Once an instance deployment is initiated, the Status Tracker section displays real-time progress and estimated completion time.

Note: The deployment typically takes 15–20 minutes to complete.

Upon successful deployment, the status updates to Success.

Important

The list of compute profiles presented to the end user is dynamic i.e. if the administrator updates or publishes a new profile, it will be immediately available to the end user as an option to consume.

View Compute Instances¶

When the user clicks on Baremetal, they are presented with the list of Baremetal compute instances in their workspace.

Name
Workspace
Created At
Services
Publish Status
Actions

Post-Deployment Operations¶

Once an instance has been launched and is operational, users can perform a number of actions on it. This section describes the list of actions that can be performed.

Remote Access¶

The end user will need access to the remote instance that is operating behind a firewall in a private data center or public cloud. These instances can be either a Kubernetes namespace or a Virtual Cluster or a Dedicated Kubernetes cluster. The secure remote access capability is powered by Rafay's Zero Trust Kubectl (ZTKA) feature.

The user can download the ZTKA "kubeconfig" file, configure their KubeCTL CLI utility to use it and access the instance remotely. The user can also click on the "kubectl" button which will open a web shell that will allow them to securely interact with the instance.

Collaborators¶

It is common for end users to work with both internal (i.e. employees) and external (i.e. outside the company) collaborators. Users can easily add/remove other users to a specific instance. Once the user enters the collaborator's "email address", an email invitation is sent to the user with details on how they can access this instance. Once they login, they will have the same level (i.e. role/privilege) of access to the instance.

Instance Actions¶

After a Bare Metal compute instance is deployed, various lifecycle operations can be performed from the Actions panel. The following options are available:

Start: Powers on the instance if it is currently in a stopped state
Stop: Initiates a graceful shutdown of the instance. This is typically used for maintenance or to reduce resource usage
Power Cycle: Performs a complete power cycle, turning the instance off and then back on. Useful for applying configuration changes or resolving issues
Power Reset: Executes a hardware-level reset, similar to pressing the reset button on a physical server. Intended for unresponsive system scenarios
Delete: Permanently removes the instance along with all related configurations. This action cannot be undone

⚠️ It is recommended to back up any critical data before using Power Reset or Delete actions. This action is irreversible and cannot be undone.

View Metrics¶

To access the metrics for a Bare Metal instance:

Navigate to the list of Bare Metal instances
Click the ellipsis (⋮) icon under the Actions column for the desired instance
Select View Metrics from the dropdown

The Metrics Overview page is displayed, providing insights into:

CPU Utilization: Displays current, peak, and average CPU usage and committed resources
Memory Utilization: Shows memory usage statistics, including current, peak, and average usage
Storage Utilization: Indicates disk usage in terms of current, peak, and average usage

Additionally, GPU information is displayed for each allocated GPU with details such as model and identifier (e.g., GPU #1, GPU #2).

GPU Metrics Breakdown¶

To view GPU-specific metrics, expand the corresponding GPU section.

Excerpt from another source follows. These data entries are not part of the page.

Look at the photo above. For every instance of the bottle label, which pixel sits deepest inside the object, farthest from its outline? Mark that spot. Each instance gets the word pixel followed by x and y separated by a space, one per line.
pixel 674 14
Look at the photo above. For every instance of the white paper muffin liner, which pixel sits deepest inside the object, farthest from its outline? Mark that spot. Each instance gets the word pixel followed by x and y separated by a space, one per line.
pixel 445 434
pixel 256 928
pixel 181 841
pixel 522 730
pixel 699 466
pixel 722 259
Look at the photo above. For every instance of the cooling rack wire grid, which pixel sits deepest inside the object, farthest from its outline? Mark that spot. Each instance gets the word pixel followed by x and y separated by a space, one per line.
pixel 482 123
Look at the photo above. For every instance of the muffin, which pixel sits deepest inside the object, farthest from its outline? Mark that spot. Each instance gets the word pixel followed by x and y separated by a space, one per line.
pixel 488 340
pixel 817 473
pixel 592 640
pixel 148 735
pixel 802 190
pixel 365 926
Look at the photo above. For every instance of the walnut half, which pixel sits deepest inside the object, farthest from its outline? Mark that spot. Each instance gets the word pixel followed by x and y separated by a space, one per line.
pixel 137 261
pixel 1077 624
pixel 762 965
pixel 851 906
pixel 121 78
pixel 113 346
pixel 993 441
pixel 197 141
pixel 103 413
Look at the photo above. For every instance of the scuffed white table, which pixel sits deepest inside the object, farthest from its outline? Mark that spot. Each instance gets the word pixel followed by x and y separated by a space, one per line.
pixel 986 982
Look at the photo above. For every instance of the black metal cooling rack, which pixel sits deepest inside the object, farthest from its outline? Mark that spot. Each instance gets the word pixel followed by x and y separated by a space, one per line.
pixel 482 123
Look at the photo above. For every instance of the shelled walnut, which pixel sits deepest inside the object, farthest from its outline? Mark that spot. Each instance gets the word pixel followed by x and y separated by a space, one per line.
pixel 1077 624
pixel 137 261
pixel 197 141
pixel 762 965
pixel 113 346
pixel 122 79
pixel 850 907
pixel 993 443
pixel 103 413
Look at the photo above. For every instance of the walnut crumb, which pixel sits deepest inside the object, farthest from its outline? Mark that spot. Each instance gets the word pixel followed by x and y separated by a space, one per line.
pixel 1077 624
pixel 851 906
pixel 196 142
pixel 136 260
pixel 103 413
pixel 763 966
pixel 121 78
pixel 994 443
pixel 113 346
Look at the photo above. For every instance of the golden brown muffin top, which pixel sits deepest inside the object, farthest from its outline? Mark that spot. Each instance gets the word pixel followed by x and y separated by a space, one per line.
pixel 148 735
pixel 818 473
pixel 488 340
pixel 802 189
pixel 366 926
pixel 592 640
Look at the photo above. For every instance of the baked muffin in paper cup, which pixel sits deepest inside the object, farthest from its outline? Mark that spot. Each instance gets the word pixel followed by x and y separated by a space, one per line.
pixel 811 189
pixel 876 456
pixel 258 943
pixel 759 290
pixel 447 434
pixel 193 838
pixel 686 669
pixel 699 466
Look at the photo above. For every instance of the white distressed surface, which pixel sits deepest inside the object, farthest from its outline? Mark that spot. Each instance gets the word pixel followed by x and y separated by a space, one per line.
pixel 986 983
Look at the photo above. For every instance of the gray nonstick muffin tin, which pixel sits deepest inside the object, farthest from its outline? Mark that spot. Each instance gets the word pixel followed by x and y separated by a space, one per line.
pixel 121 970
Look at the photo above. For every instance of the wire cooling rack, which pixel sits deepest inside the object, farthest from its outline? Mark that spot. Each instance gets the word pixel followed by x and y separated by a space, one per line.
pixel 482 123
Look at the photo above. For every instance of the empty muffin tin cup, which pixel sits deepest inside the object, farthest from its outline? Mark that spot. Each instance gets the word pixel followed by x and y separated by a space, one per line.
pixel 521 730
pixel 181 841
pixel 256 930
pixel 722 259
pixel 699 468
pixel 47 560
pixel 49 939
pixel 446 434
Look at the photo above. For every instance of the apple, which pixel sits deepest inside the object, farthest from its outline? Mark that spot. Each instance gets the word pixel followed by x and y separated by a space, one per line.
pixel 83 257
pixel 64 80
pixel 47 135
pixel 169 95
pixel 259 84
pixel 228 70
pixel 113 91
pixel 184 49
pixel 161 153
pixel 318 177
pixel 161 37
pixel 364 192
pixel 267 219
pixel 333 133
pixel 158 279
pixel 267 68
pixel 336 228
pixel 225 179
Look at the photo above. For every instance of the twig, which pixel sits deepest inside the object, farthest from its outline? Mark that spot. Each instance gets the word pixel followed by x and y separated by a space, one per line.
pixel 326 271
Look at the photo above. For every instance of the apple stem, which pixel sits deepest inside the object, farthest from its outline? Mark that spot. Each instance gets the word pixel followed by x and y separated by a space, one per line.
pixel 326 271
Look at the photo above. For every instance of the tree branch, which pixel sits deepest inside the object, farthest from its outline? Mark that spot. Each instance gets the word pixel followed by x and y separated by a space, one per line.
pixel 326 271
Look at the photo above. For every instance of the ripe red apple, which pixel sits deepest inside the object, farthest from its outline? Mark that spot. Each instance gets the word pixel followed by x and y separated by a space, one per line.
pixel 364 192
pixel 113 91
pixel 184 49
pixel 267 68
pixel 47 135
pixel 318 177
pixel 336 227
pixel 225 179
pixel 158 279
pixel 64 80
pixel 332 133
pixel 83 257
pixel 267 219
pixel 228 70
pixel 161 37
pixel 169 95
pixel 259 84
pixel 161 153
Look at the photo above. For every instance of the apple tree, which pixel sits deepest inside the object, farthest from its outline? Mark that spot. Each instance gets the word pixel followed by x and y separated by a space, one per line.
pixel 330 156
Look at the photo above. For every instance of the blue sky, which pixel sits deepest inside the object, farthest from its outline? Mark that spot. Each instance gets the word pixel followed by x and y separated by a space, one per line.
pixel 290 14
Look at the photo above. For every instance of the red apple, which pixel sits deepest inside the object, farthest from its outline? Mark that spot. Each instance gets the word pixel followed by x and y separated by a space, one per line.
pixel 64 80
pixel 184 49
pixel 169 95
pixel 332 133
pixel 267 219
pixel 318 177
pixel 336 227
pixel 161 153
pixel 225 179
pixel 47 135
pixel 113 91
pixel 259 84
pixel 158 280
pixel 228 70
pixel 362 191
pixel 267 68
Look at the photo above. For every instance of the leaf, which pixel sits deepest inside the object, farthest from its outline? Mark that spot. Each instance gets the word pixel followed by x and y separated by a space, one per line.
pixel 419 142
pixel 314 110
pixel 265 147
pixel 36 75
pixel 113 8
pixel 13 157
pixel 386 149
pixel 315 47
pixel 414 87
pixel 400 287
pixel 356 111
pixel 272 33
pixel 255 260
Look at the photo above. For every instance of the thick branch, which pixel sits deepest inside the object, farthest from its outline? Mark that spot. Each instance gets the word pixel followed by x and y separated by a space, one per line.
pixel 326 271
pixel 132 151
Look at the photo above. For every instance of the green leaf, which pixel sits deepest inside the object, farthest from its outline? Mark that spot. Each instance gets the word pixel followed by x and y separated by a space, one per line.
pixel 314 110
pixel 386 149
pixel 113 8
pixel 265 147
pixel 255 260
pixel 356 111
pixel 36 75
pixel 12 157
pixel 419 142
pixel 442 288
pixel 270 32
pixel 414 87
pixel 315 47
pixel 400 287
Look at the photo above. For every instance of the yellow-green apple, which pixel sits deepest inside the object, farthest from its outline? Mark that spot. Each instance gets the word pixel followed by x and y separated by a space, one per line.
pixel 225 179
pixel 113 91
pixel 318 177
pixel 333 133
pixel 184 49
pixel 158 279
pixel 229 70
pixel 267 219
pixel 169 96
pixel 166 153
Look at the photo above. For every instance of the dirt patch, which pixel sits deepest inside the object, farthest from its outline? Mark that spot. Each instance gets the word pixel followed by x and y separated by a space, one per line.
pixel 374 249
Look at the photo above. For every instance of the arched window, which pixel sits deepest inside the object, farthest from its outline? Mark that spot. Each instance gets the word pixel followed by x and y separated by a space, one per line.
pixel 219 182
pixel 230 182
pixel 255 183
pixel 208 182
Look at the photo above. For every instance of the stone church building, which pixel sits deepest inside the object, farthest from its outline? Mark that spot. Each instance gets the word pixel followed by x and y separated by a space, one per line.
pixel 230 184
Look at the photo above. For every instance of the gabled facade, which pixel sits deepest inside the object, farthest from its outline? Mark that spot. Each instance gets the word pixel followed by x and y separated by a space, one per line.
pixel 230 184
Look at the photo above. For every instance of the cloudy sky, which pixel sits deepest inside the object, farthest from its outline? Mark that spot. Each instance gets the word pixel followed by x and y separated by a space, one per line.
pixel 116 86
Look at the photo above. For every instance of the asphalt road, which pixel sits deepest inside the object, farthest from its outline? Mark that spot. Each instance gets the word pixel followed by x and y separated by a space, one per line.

The detailed metrics include:

GPU Utilization: Indicates the percentage of GPU core processing capacity currently in use. A high value suggests the GPU is actively engaged in compute tasks such as inference or training.
GPU Memory Copy Utilization: Reflects how actively the GPU is transferring data between its memory and compute units. Elevated values may indicate frequent data movement, which could impact performance if memory bandwidth becomes a bottleneck.
GPU Temperature: Displays the current temperature of the GPU in degrees Celsius. Continuous high temperatures may lead to thermal throttling or hardware issues, and could indicate inadequate cooling.
GPU SM Clocks: Shows the clock speed of the Streaming Multiprocessors (SMs), which are responsible for executing shader and compute workloads. This metric helps assess if the GPU is running at its full performance potential.
GPU Memory Clocks: Indicates the frequency at which the GPU memory operates. It determines the speed at which data is read from or written to the GPU memory, affecting overall memory throughput.
Framebuffer Memory Used: Displays the amount of memory currently consumed by the GPU for active workloads. This includes model weights, input data, and intermediate results stored in memory.
Framebuffer Memory Free: Indicates the remaining available memory on the GPU that can be used for additional tasks. Monitoring this helps ensure there is sufficient memory to handle new or growing workloads without failure.

These metrics provide a comprehensive view of the GPU's performance characteristics and help in identifying potential bottlenecks or hardware limitations during workload execution.